During a panel discussion at the Kingdom’s premier tech conference, LEAP 2025, Mohammed El-Kuwaiz, chairman of the Capital Market Authority, stated the financing landscape has also expanded significantly, moving beyond traditional bank loans and initial public offerings.
“Whether we look at debt crowdfunding or equity crowdfunding, these platforms have actually been doubling in size every year for the past three years,” he said, highlighting their growing role in the country’s evolving financial ecosystem.
Alongside crowdfunding, Saudi Arabia has introduced a range of new financing options to support businesses at different stages of growth.
“We used to think of financing as one of two routes, either bank financing or IPOs. Today, that menu includes a plethora of investment and financing options,” El-Kuwaiz said. He highlighted that the country now has eight distinct investment and financing stages, with half of these introduced in recent years.
The rapid rise of crowdfunding is part of a broader transformation in the Kingdom’s capital markets, which have expanded significantly since the Vision 2030 economic diversification plan was unveiled in 2016.

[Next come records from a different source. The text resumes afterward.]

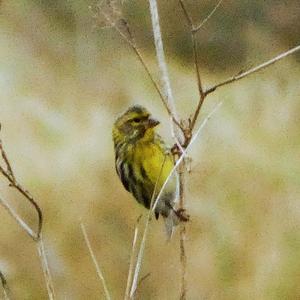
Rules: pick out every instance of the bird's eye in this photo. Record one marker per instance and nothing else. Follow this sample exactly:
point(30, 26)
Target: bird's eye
point(137, 120)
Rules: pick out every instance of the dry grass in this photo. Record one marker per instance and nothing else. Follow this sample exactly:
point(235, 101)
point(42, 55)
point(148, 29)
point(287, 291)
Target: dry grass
point(243, 238)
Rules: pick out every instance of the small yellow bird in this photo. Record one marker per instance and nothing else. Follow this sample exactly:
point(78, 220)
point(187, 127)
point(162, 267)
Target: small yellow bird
point(143, 163)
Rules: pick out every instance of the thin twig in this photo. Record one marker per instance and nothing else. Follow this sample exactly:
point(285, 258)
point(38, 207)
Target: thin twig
point(183, 258)
point(45, 267)
point(9, 175)
point(132, 258)
point(36, 236)
point(196, 29)
point(130, 40)
point(98, 270)
point(197, 68)
point(140, 282)
point(6, 290)
point(18, 219)
point(153, 206)
point(253, 70)
point(165, 79)
point(144, 238)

“The story of capital markets and how they serve entrepreneurs is very much running in parallel with the growth that we’ve been seeing in LEAP. We have moved from being the 25th or 26th largest market in the world to now being one of the top 10 largest markets in the world,” he said.
The regulatory environment has also evolved to support business formation, with changes to the country’s corporations law allowing for multiple classes of shares and various investor rights.

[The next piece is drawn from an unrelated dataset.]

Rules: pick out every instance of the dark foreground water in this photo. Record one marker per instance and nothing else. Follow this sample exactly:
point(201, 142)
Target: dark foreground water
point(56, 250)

“Most startups and most founders require a degree of flexibility that our former corporations’ law did not allow them to serve,” El-Kuwaiz said, citing features such as drag-along and tag-along rights that were previously unavailable.
Exit strategies for startups have expanded as well, with IPO activity accelerating and mergers and acquisition regulations being streamlined.

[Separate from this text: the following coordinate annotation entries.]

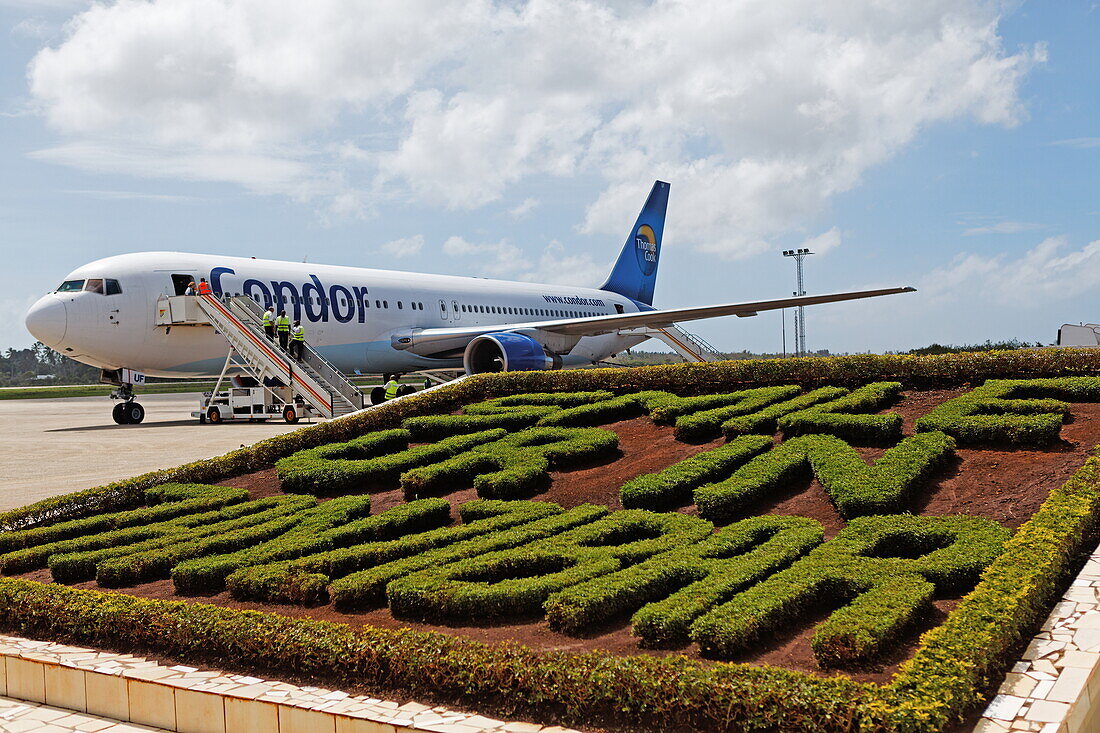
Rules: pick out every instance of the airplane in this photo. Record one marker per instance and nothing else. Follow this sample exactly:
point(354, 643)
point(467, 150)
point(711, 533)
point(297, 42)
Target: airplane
point(366, 320)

“We moved from doing something like 10 listings a year to, in the last couple of years, doing in excess of 40 IPOs a year, and more than 50 percent of these listings are actually small and medium businesses. Many of them are actually venture-backed,” El-Kuwaiz said.
However, mergers and acquisitions remain the most common exit strategy, with regulatory updates in 2017 and 2018 fueling a surge in M&A transactions.
“As a result of that first rewrite, we have actually seen in the last five or six years more M&A activity than since we established the CMA 15 years ago,” he added.
Saudi Arabia’s capital market transformation has also made it an increasingly attractive destination for international entrepreneurs.
“We have seen more and more from outside of the region seriously considering relocating to Saudi Arabia because of the market, because of these regulatory developments, and this potential to exit,” the CMA said.
Debt markets have also played a crucial role in financing businesses, surpassing equity markets in capital raised since 2021.
El-Kuwaiz added that since then, “our debt capital market has been raising more capital for businesses and governments than the equity capital market, both in primary and secondary.”
He also underlined that Saudi Arabia is developing its private credit sector alongside its debt market, with expectations that the latter will grow faster in the near term due to its liquidity and traceability advantages.
El-Kuwaiz emphasized that the Kingdom’s efforts to enhance business formation, financing, and exit opportunities are creating a model that extends beyond national borders.
“When we first started, we thought that solving the entrepreneurial problem was a Saudi-specific problem,” he said, adding: “But as we have evolved, we recognize that if we solve this problem, we can actually solve this problem for all entrepreneurs — whether in Saudi, the Gulf region, or the broader Middle East.”